Did you keep your training and testing data separate?
How many events/matches did you use?
Did your predictions exclusively use TBA information/scouting data from matches that occurred earlier in time?
What is your method for determining your system’s overall accuracy (For example, how are ties handled)?

For some reason, my replies haven’t been posting… Anyways just to sum the replies up, the way that I tested accuracy was through Kfolding Cross Validation with 10 splits. It trains on 9 splits and then tests on the last one.
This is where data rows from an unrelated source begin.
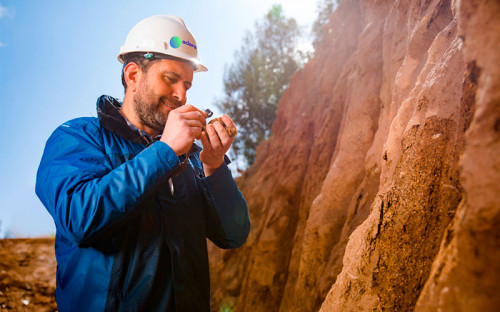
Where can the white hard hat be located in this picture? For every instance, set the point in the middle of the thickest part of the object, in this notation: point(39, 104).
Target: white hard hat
point(162, 35)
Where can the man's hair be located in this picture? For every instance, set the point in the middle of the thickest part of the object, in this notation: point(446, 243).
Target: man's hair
point(140, 60)
point(144, 63)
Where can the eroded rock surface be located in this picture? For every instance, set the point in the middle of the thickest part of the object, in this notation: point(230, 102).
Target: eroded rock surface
point(379, 188)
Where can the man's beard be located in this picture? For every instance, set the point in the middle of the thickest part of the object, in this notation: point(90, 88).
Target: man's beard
point(149, 113)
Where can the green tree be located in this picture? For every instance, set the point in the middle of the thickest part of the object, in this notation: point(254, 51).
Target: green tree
point(324, 8)
point(254, 83)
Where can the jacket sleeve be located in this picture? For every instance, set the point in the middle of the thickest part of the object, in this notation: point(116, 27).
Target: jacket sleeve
point(228, 223)
point(81, 190)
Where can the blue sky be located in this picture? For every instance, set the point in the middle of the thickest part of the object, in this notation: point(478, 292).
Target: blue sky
point(57, 57)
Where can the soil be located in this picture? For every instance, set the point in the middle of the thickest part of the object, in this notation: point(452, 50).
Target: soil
point(27, 275)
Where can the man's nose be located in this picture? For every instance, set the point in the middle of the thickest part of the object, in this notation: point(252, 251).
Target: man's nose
point(179, 93)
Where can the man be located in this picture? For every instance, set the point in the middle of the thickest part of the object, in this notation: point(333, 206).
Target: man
point(133, 199)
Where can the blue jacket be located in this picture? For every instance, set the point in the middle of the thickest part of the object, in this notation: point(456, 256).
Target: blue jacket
point(124, 242)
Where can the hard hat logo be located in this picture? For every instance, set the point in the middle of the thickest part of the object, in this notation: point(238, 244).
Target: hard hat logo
point(162, 35)
point(189, 44)
point(175, 42)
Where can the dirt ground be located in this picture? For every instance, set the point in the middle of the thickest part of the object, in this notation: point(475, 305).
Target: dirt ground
point(27, 275)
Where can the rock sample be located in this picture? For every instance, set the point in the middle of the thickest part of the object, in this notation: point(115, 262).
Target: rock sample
point(378, 190)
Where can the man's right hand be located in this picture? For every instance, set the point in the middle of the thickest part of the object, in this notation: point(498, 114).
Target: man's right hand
point(184, 125)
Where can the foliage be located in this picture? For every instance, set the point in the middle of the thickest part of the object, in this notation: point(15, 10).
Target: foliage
point(254, 83)
point(325, 9)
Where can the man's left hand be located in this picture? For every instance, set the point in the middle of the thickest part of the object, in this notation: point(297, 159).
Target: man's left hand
point(216, 142)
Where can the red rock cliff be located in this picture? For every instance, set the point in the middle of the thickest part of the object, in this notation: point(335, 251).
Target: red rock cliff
point(379, 188)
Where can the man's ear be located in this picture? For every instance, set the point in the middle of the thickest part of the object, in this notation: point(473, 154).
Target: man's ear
point(132, 74)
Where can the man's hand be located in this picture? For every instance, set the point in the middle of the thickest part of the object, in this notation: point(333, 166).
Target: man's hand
point(184, 125)
point(216, 142)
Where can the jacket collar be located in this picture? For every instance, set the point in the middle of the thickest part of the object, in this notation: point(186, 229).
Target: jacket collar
point(108, 110)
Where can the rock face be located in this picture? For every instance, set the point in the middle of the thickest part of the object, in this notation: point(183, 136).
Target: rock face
point(379, 190)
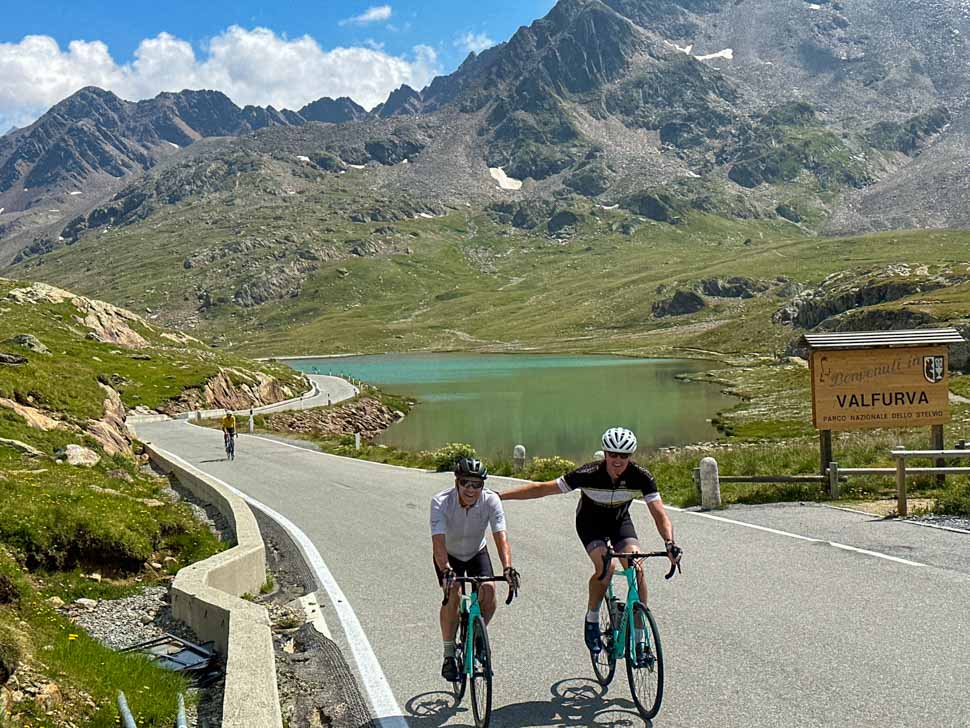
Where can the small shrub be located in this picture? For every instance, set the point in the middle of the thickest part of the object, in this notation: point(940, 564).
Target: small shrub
point(9, 591)
point(11, 652)
point(542, 469)
point(955, 500)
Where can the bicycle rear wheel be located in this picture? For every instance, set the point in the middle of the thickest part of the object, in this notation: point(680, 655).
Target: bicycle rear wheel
point(604, 662)
point(482, 675)
point(647, 675)
point(458, 686)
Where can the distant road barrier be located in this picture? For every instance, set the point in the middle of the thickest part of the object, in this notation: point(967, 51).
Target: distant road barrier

For example, it trains on 1-9 and then tests on 10. After, it trains on 9-10 and tests on 1 and so on until every split has been tested on. Also, the training should work on all matches even if teams have not played against each other as the teams themselves are abstracted from the model.

In regards to The Blue Alliance, I didn’t even know they had match predictions. Is there any reason why they are a bit hidden? I guess I should of come across them when looking at the API, but I kind of just skimmed through it. Interesting how they have very similar results even though a pretty different method was used. I’ll definitely look into it along with 2015 and 2013 data. I’ll also look into brier scores and the other methods you guys mentioned. They seem interesting. Had no idea 2017 was this hard to predict. Thanks for the help!

Predictions are exposed via the

/event/{event_key}/predictions

endpoint in APIv3, per the docs. If I understand correctly, they are hidden on the website because of their level of accuracy - the 60% range just wasn’t worth advertising. Eugene or Phil would be able to provide an authoritative answer.